Les transformations de l’Etat se font en très grande partie dans le cadre de la décentralisation des collectivités territoriales. Les finances locales se trouvent donc au cœur des changements et des processus de régulation. Elles sont aujourd’hui particulièrement concernées par la nécessité impérieuse d’assainir l’ensemble des finances publiques et de développer l’économie. A cet égard, l’autonomie financière des collectivités territoriales et leur libre administration (reconnue par la Constitution) prend des formes tout à fait inédites. Ainsi, les finances locales sont prises dans un mouvement inexorable qui les conduit vers une nécessaire réforme de leurs procédures et de leurs techniques.
Annonciatrices d’une crise profonde et de longue durée, les difficultés économiques de la seconde moitié des années 1970 avaient conduit à appréhender l’État comme un problème et les collectivités locales comme une solution. Celui-ci qui avait été magnifié pendant « les Trente glorieuses » s’est alors trouvé frappé de discrédit à l’instar de toutes les grandes structures publiques et privées, le slogan « Small is beautiful » s’étant répandu dans le monde comme une traînée de poudre.

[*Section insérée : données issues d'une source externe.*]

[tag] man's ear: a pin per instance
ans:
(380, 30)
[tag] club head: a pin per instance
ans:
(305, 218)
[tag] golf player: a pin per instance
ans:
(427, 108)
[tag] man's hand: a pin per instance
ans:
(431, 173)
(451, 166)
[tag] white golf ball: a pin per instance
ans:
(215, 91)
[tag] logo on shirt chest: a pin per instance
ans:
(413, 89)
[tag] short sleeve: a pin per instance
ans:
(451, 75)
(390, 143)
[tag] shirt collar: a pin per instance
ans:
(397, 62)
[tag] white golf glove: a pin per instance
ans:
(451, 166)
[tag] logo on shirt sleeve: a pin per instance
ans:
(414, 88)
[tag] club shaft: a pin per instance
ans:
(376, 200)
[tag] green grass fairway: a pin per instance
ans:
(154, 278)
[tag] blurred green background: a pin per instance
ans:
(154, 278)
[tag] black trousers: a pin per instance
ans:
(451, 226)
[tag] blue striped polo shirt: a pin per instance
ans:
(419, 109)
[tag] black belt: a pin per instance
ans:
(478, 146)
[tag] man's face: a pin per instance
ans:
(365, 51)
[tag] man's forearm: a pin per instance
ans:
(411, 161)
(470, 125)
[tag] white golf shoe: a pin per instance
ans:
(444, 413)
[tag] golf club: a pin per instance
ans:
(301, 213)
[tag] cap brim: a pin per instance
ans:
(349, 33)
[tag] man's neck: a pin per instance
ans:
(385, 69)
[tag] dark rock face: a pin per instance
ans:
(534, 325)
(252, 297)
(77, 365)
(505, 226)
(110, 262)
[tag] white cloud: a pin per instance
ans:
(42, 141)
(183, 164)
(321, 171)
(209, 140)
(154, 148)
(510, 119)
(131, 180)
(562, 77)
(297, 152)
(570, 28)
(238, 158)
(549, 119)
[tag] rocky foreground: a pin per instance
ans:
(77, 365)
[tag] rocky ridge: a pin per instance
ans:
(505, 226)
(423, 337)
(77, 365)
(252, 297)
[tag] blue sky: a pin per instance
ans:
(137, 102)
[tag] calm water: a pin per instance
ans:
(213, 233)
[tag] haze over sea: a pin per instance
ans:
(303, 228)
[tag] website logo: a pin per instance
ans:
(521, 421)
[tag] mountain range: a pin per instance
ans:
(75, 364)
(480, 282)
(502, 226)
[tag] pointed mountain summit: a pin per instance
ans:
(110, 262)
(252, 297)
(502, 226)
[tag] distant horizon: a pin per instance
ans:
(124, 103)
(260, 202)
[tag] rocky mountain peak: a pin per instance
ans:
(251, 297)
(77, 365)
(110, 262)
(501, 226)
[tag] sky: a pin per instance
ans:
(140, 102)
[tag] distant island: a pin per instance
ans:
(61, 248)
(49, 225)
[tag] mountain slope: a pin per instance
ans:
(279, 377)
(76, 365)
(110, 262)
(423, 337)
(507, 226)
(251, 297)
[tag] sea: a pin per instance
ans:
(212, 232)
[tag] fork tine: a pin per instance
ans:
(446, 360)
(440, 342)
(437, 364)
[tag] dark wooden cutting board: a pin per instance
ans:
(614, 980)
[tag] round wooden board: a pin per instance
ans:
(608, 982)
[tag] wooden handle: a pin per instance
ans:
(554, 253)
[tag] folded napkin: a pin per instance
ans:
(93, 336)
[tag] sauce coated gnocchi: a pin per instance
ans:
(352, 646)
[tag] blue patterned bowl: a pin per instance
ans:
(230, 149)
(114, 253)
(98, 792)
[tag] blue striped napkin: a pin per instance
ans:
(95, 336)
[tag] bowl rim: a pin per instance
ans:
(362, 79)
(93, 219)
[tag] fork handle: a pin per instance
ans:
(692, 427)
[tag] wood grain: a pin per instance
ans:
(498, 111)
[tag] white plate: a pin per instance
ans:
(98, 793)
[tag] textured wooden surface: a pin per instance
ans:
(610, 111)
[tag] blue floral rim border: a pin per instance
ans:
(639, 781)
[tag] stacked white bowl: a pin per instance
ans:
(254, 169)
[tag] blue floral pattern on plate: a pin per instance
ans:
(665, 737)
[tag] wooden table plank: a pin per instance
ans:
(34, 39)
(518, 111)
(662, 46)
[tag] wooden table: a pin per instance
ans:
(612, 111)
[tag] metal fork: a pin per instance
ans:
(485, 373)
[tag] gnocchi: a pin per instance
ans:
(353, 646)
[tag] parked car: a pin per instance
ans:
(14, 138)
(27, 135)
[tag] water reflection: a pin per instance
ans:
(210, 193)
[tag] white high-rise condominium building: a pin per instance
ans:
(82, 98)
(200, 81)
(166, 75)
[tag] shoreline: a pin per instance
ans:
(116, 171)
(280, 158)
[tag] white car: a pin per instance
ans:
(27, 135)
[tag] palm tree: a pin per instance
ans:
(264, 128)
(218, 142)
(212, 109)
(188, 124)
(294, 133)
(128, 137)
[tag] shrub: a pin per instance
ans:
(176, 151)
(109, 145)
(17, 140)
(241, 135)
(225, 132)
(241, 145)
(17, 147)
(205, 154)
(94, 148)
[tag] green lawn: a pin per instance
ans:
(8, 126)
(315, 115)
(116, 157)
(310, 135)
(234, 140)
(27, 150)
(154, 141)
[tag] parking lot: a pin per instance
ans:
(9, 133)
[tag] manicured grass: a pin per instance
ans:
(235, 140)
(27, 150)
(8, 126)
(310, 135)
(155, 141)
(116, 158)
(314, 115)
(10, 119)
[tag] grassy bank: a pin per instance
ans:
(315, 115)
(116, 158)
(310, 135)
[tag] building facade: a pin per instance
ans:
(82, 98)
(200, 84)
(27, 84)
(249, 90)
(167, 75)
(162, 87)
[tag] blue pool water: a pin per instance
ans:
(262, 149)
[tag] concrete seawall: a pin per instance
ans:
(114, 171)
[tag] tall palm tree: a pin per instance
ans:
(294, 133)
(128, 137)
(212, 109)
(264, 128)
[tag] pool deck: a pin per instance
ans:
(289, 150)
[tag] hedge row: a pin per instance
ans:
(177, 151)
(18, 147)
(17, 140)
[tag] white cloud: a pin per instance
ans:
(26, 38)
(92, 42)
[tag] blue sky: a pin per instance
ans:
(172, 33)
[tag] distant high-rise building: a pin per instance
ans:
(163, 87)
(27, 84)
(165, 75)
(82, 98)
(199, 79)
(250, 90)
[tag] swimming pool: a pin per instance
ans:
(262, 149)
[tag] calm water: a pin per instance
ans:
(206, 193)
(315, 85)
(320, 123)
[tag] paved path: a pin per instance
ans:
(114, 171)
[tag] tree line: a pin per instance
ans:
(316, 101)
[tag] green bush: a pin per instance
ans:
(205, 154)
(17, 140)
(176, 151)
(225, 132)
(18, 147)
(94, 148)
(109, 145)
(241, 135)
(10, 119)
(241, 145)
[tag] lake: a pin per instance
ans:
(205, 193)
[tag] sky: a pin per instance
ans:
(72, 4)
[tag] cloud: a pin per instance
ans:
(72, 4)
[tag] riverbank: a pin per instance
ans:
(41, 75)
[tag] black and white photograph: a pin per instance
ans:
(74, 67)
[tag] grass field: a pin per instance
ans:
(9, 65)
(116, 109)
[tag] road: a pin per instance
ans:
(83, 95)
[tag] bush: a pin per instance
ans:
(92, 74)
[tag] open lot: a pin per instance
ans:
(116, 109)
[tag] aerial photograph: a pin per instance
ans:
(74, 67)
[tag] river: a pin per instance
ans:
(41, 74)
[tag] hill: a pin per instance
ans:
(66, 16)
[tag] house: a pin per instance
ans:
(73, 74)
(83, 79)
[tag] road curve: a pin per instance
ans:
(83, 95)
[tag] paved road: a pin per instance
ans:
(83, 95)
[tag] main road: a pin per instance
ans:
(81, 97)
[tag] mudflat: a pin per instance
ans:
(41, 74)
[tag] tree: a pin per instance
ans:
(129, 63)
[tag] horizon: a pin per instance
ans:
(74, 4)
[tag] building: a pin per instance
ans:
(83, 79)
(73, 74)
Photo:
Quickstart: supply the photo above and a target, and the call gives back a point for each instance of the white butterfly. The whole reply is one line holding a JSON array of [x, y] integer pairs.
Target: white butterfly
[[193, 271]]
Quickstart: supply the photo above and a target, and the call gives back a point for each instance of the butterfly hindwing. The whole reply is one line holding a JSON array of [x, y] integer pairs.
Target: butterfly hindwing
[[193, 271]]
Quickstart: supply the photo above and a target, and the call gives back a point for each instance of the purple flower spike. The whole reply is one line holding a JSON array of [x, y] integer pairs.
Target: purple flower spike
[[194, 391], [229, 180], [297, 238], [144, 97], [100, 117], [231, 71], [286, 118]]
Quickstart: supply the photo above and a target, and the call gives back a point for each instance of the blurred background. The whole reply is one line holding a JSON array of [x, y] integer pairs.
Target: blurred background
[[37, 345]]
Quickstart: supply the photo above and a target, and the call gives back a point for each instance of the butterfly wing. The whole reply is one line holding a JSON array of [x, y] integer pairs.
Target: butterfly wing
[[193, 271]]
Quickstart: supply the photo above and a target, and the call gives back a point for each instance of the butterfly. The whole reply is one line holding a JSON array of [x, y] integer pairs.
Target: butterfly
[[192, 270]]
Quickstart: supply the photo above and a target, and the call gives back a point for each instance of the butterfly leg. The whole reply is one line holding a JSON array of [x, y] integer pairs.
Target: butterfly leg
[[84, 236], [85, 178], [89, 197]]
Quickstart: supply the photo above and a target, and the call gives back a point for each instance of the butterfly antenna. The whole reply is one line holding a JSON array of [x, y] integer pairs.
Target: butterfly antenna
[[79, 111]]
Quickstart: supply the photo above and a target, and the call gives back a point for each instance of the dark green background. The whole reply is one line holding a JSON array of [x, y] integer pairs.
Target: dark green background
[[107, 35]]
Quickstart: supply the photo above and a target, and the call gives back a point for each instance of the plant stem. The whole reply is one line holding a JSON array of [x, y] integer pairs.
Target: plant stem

C’est à ce moment qu’a commencé à se dessiner d’abord sur le plan intellectuel, puis dans les faits, un processus de profonde transformation de l’État et, disons-le, sa métamorphose, ce processus tendant à conférer une place essentielle à l’autonomie financière des collectivités locales.À travers cette transformation, il s’est produit en définitive un déplacement de la sphère économique vers la sphère administrative et politique avec pour objectif une organisation décentralisée de la société, celle-ci étant posée non seulement comme une voie vers le renouveau économique mais aussi comme le moyen de répondre à la crise des finances publiques d’alors. C’est ainsi, qu’au cours d’un processus ininterrompu d’environ quarante ans, on a assisté à un mouvement continu de déconstruction puis de reconstruction de l’État sans que ce mouvement parvienne à une forme stable intégrant de manière harmonieuse pouvoir central et pouvoirs locaux. À l’inverse de ce mouvement, le développement de la globalisation a amené ces dernières années à reconsidérer l’action de l’État comme pertinente et indispensable. Le contexte actuel ne peut donc être sans conséquences sur le pouvoir financier local. C’est en effet l’autonomie fiscale locale qui est susceptible d’apparaître anachronique compte tenu d’un cadre conceptuel et matériel différent de ce qu’il était il y a près d’une quarantaine d’années. Cette situation, par voie de conséquence, pourrait entraîner une autre conception de l’autonomie financière locale.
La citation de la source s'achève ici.